Nigeria + 1 more

Nigeria: UNHCR - Operation at a Glance, Jan - Feb 2018



• Strategy for Return Monitoring

• Protection monitoring, analysis and response

• Community-based protection

• Operationalizing the Tripartite Agreement and implementing the Return and Reintegration

• Registration and profiling

• Supporting livelihood and self-reliance activities

• Access to Justice Coordination of Protection Sector Working Groups at National and State levels

• Camp Coordination Management Camp, Shelter and Non-Food Items Sector activities in the NorthEast

• Resource mobilization


A. The North-East Situation

The general security situation in North-East Nigeria remains fluid and unpredictable. Although many areas previously occupied by Boko Haram have been recaptured, the group remains a threat to civilians, UN agencies and other aid organizations. Government counter-insurgency measures also remain one of the causes of continuous population displacement.

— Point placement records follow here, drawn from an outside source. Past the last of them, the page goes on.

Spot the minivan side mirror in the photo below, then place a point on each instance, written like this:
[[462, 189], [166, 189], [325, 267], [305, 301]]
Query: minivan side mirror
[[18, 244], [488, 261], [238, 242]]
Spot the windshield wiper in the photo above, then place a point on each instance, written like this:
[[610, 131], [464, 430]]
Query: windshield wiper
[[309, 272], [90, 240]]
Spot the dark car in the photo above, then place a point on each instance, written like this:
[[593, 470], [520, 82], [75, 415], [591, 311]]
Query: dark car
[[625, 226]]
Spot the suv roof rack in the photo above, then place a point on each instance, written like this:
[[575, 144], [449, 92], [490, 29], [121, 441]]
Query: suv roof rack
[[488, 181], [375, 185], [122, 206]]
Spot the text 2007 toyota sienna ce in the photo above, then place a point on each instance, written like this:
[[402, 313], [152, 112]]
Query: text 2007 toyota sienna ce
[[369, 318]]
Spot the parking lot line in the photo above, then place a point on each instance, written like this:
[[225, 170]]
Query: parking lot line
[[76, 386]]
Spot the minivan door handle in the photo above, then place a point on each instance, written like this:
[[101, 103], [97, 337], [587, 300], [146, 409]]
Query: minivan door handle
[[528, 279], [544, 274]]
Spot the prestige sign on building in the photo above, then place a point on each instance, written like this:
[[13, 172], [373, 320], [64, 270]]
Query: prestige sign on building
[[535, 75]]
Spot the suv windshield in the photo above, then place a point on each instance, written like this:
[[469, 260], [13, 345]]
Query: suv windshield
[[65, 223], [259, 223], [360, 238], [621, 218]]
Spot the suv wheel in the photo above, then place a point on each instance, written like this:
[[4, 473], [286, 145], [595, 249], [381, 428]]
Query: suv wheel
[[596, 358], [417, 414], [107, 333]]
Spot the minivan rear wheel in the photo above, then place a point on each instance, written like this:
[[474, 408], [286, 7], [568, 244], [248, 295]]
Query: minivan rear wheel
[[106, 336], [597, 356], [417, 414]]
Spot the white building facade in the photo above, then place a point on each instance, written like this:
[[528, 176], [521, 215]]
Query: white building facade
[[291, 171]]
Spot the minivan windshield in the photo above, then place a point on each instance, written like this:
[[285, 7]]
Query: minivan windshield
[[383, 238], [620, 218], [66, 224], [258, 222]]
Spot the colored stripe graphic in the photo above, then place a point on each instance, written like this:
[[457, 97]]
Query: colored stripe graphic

Incidents of suicide bombings and ambushes on military and civilian road convoys as well as abductions linger in the three main affected states – Borno, Yobe and Adamawa.

Due to continued attacks and looming threats by insurgents on road movements, access remains a challenge.

The only means of transport to ‘newly liberated areas’ for humanitarian workers is the UN Humanitarian Air Service (UNHAS). However, operational demands and the limited capacity of the air service to provide comprehensive support to everyone at the same time make planning and implementation challenging, further narrowing operational parameters and scope. Notwithstanding the difficult operating environment, UNHCR continues to maintain presence where possible, through local partners and the rotational deployments of staff to reach people desperately in need of protection and other life-saving assistance. UNHCR has maintained its advocacy role as the Protection Sector lead agency, calling for appropriate actions to address the physical protection of the displaced, and to ensure that the civilian character of camps is not compromised.

In March 2017, UNHCR and the Governments of Nigeria and Cameroon signed the Tripartite Agreement for the voluntary repatriation of Nigerian refugees residing in Cameroon. Members of the joint team from UNHCR Nigeria and Cameroon have participated in cross border discussions to assess the operational circumstances of the voluntary repatriation plan. But while UNHCR and the two governments remain committed to supporting the return of Nigerian refugees from Cameroon, the parties are aware that organized movements should take place with security and restoration of basic services in the areas of return to ensure that the process is sustainable. A decision was made in November 2017 to begin the voluntary repatriation of 4000 Nigerian refugees in Cameroon originating from Adamawa state in the first quarter of 2018 after considerations that such returns should be done in safety and dignity.